2010, Année européenne contre la pauvreté : il est temps de faire cesser l’exclusion des Roms

COMMUNIQUÉ DE PRESSE DU BUREAU EUROPÉEN D’AMNESTY INTERNATIONAL

Bruxelles, 21 janvier

Alors que se tient à Madrid, ce jeudi 21 janvier, la conférence de lancement de l’Année européenne de lutte contre la pauvreté et l’exclusion sociale, Amnesty International exhorte l’Union européenne (UE) à prendre des mesures pour mettre un terme aux violations persistantes des droits fondamentaux des Roms d’Europe. Dans une lettre adressée à la présidence espagnole de l’UE, Amnesty International demande notamment que des dispositions soient adoptées pour mettre fin aux expulsions forcées et à toutes les formes de ségrégation scolaire dont des Roms sont victimes.

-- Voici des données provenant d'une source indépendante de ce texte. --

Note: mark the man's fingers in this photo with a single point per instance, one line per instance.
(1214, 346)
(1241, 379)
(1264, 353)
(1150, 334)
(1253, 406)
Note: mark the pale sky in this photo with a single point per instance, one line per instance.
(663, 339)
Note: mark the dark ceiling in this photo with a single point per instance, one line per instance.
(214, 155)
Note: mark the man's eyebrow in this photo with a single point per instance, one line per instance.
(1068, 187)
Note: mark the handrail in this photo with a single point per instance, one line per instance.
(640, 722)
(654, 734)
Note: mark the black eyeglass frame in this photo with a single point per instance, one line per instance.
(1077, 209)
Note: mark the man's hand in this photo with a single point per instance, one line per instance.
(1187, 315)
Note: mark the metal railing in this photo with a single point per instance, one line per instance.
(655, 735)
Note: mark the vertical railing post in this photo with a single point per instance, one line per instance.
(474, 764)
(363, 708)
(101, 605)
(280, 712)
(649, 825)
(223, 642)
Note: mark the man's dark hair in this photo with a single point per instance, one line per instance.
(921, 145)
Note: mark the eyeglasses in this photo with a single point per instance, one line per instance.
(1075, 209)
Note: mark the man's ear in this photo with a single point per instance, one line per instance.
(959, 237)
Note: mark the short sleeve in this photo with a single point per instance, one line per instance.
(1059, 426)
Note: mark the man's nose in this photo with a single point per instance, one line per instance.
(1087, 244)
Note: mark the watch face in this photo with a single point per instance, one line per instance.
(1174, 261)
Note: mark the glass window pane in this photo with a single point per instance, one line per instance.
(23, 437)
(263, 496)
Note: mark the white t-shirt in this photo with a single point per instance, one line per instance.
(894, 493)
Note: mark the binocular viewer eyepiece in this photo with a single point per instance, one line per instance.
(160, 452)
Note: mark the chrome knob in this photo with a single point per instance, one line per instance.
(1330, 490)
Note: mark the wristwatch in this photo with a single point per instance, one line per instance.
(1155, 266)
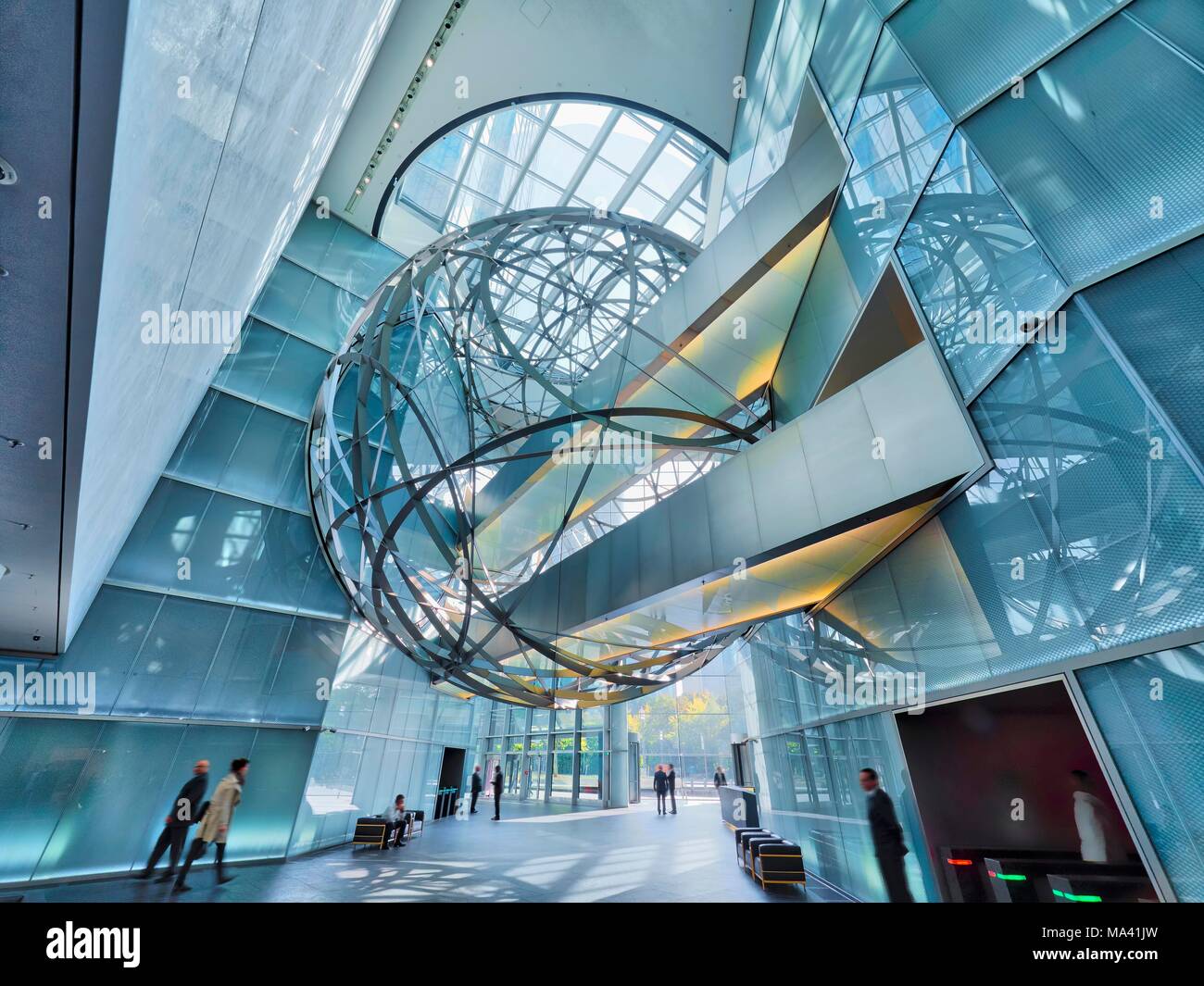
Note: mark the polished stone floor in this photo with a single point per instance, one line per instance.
(538, 853)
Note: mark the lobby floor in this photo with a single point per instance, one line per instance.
(538, 853)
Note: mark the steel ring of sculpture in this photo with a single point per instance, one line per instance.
(462, 433)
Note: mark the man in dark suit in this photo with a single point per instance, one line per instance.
(476, 789)
(497, 793)
(661, 788)
(887, 836)
(185, 810)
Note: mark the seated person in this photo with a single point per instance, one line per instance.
(396, 818)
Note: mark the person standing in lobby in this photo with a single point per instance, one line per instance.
(216, 824)
(185, 810)
(497, 793)
(661, 786)
(476, 786)
(887, 836)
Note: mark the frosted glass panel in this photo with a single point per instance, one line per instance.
(972, 263)
(1157, 748)
(40, 765)
(245, 371)
(171, 668)
(1071, 431)
(1103, 167)
(1150, 311)
(846, 41)
(970, 49)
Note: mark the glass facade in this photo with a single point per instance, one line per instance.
(686, 725)
(546, 755)
(221, 628)
(569, 153)
(1024, 200)
(1150, 709)
(1022, 179)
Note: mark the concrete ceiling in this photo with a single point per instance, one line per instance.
(677, 56)
(227, 115)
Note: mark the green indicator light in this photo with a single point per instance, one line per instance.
(1079, 898)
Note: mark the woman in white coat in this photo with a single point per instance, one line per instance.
(216, 818)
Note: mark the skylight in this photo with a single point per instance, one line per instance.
(558, 153)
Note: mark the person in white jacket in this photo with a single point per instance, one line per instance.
(1099, 841)
(215, 825)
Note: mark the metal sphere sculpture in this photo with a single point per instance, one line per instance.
(437, 468)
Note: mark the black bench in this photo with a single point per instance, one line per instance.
(781, 862)
(370, 830)
(742, 837)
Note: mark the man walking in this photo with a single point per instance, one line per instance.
(497, 793)
(185, 810)
(661, 786)
(476, 786)
(216, 824)
(887, 836)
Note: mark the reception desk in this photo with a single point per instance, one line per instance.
(738, 806)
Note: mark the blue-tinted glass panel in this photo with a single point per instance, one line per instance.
(758, 68)
(107, 645)
(1181, 22)
(797, 25)
(1155, 312)
(171, 668)
(213, 432)
(896, 133)
(41, 761)
(245, 668)
(1121, 505)
(245, 371)
(307, 306)
(846, 41)
(970, 49)
(972, 263)
(161, 536)
(295, 377)
(115, 803)
(281, 566)
(228, 540)
(280, 764)
(266, 464)
(1151, 713)
(1100, 163)
(895, 137)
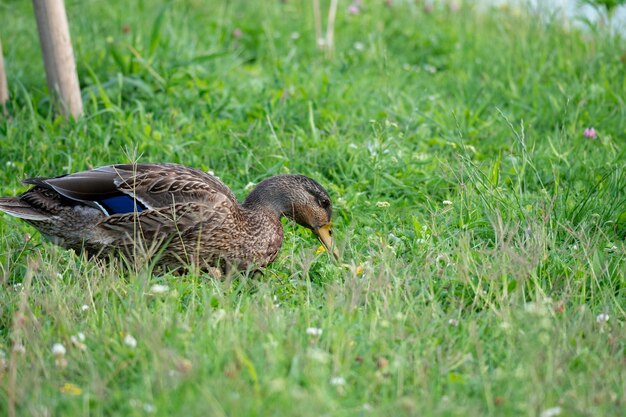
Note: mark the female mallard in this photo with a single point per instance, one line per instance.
(177, 215)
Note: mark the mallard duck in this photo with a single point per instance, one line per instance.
(172, 215)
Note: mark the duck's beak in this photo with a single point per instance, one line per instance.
(324, 234)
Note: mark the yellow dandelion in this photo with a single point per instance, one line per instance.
(71, 389)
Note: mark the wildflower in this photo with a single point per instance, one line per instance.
(159, 289)
(71, 389)
(602, 318)
(314, 331)
(77, 340)
(338, 381)
(590, 133)
(551, 412)
(358, 270)
(58, 349)
(130, 341)
(382, 363)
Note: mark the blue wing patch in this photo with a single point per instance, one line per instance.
(121, 204)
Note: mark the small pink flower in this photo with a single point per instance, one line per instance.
(590, 133)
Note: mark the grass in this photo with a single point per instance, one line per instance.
(490, 305)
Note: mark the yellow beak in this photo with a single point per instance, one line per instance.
(324, 234)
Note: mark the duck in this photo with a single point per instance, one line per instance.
(171, 216)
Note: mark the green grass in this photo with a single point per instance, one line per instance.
(486, 306)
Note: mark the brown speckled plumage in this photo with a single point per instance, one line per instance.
(172, 214)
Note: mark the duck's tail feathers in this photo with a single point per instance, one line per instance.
(21, 209)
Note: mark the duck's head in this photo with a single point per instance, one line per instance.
(300, 199)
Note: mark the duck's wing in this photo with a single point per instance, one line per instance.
(118, 189)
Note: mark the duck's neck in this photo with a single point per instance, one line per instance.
(267, 197)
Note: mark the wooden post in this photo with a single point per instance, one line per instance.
(4, 88)
(58, 56)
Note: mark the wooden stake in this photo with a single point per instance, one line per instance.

« Le cas des Roms illustre parfaitement la situation des minorités qui, au sein de l’UE, souffrent à la fois de pauvreté et de marginalisation. Il semble que l’on juge toujours acceptable de les traiter différemment des autres et cela est absolument intolérable », a déclaré Nicolas Beger, directeur du Bureau européen d’Amnesty International.

Amnesty International engage l’Union européenne à s’appuyer sur ses idéaux politiques pour prendre des mesures afin de faire cesser les expulsions forcées de Roms qui se déroulent dans toute l’UE. L’organisation demande également aux États membres d’adopter et de mettre en œuvre des politiques favorisant l’intégration des enfants roms dans le système éducatif classique.

Un certain nombre d’éléments tendent à montrer que les expulsions de Roms pauvres se multiplient depuis quelque temps au sein de l’UE. Ainsi, 150 Roms vivant sous le pont autoroutier de Bacula (Nord de Milan) ont été chassés par la force en mars 2009. Ces personnes ont été expulsées sans le moindre avertissement et 70 d’entre elles ne se sont vu proposer aucune solution de relogement.

Des faits similaires se sont produits en Slovaquie et en Grèce, où Amnesty International a recensé des expulsions forcées réalisées en violation des dispositions du droit international. Ces dispositions prévoient notamment une notification préalable suffisante et raisonnable, la possibilité d’une véritable concertation, la mise à disposition de voies de recours judiciaires, y compris d’une assistance judiciaire si nécessaire, une solution de relogement adaptée et une indemnisation pour tous les préjudices subis.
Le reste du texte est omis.